Kylene Kehn-Hall, professor of virology from the Virginia-Maryland College of Veterinary Medicine, has been appointed director of the Center for Emerging, Zoonotic, and Arthropod-borne Pathogens (CeZAP) in the Fralin Life Sciences Institute, effective Aug. 22.  

“I am excited that Dr. Kylene Kehn-Hall, a world-class scientist with extensive leadership experience has accepted this role,” said X.J. Meng, founding director of the center, University Distinguished Professor of Virology, and interim executive director of Fralin Life Sciences Institute. “She is very passionate about CeZAP and its mission, and has been actively participating in various center-led activities since the center’s formation. Kylene has the leadership, vision, passion, and respect from center-affiliated faculty to effectively lead and advance the center’s mission.”

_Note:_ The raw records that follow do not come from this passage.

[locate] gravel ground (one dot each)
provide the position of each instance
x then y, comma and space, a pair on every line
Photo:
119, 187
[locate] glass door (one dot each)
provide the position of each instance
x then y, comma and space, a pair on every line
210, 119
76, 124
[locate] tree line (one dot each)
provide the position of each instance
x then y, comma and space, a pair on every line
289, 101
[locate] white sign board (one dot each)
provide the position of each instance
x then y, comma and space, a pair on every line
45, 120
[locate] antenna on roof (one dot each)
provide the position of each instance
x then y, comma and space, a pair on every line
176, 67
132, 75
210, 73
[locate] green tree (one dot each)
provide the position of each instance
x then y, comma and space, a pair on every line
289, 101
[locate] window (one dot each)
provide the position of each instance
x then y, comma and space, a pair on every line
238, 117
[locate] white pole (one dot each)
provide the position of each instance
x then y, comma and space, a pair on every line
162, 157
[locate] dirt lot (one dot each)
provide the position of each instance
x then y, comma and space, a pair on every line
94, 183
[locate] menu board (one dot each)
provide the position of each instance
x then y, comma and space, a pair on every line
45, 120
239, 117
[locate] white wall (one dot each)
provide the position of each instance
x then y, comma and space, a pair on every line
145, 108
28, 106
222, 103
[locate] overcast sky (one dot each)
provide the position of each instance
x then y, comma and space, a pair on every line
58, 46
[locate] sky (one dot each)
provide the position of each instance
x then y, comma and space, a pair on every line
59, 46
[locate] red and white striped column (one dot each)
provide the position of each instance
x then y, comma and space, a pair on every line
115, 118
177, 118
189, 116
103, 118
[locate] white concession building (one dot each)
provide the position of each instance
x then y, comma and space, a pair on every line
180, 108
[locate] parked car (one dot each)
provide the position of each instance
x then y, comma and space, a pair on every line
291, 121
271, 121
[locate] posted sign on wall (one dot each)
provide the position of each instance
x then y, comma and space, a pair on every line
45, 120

With infectious disease emerging and reemerging worldwide and threatening the health of humans, animals, and plants, Virginia Tech formed this center in the summer of 2020, amid the COVID-19 pandemic, with world-renowned researcher Meng at the helm.

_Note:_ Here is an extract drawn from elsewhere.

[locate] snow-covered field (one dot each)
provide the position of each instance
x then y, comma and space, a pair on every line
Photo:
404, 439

Similar to Meng’s research, Kehn-Hall’s research focuses on understanding the mechanism of viral pathogenesis and developing antivirals for vector-borne and zoonotic diseases. Her sponsored research portfolio includes funding by the National Institutes of Health, Department of Defense, and the private sector, which encompasses millions of dollars in active research.

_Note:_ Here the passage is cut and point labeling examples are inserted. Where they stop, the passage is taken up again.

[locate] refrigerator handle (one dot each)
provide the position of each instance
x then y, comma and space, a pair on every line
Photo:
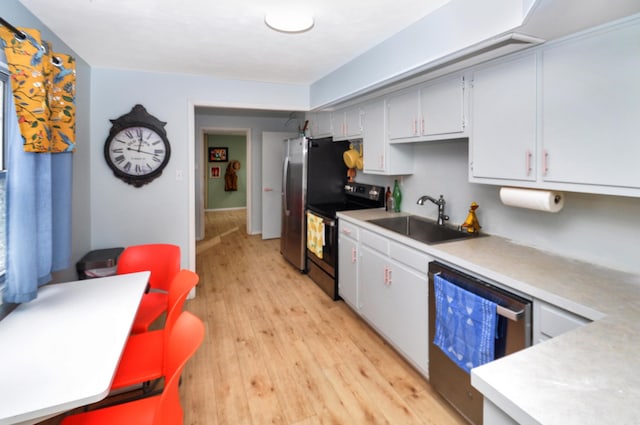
285, 179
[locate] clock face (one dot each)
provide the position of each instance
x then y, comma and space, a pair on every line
137, 154
137, 148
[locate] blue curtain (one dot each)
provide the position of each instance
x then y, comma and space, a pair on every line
38, 215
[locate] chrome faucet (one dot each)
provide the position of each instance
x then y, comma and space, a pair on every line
440, 202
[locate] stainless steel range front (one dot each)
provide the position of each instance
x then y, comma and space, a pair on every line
322, 263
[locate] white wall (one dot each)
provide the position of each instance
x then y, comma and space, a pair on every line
451, 28
162, 210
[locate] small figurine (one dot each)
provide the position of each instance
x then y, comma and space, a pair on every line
471, 223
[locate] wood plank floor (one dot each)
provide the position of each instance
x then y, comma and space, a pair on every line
279, 351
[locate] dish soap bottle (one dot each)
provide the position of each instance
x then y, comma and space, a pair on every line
388, 204
397, 196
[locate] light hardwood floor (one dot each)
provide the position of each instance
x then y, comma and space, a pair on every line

“COVID-19 reemphasized the importance of research and education on emerging zoonotic diseases and CeZAP is well-positioned to tackle this global need,” said Kehn-Hall. “CeZAP faculty are performing impressive and innovative research in the infectious disease space, which span from foundation science on infectious diseases to translational efforts such as vaccine development. We are also committed to training the next generation of infectious disease scientists, who will contribute to pandemic responses in the future. I am honored to be leading the center in its transdisciplinary research and educational endeavors.”

As the associate director of the center for the past eight months, Kehn-Hall has served on the CeZAP advisory and leadership committees from the center’s beginning and taught a two-credit infectious disease course for the center’s Infectious Disease Interdisciplinary Graduate Education Program.  

Prior to joining Virginia Tech, Kehn-Hall was the director of the biosciences doctoral graduate program and the associate director of the School of Systems Biology, both at George Mason University. She also served as an associate professor at George Mason University and as a research scientist in the U.S. Army Medical Research Institute of Infectious Diseases.

She is a member of the American Society for Virology and the American Society for Microbiology. Kehn-Hall has a master’s degree and Ph.D. in biochemistry and molecular biology from The George Washington University and bachelor's degrees in chemistry and biology from Virginia Commonwealth University.

Over the past few years under Meng’s leadership, the center has now more than 110 affiliated faculty from seven colleges who are engaging in transdisciplinary research collaborations. The center has a weekly distinguished speaker seminar series, a team-building seed grant program, 10 thematic focus areas, and is hosting its first infectious diseases symposium in October.

CeZAP-affiliated faculty led several collaborative interdisciplinary federal center and program grant applications including a National Institutes of Health (NIH) U19 grant, a NIH G20 grant, a NIH P01 grant, NIH K12 postdoctoral training grant, a National Science Foundation Research Training grant, and two National Science Foundation center grants.  

Administratively housed in the Fralin Life Sciences Institute, the center also receives support from the Virginia Agricultural Experimental Station, the Provost’s Office, the Graduate School, and six colleges.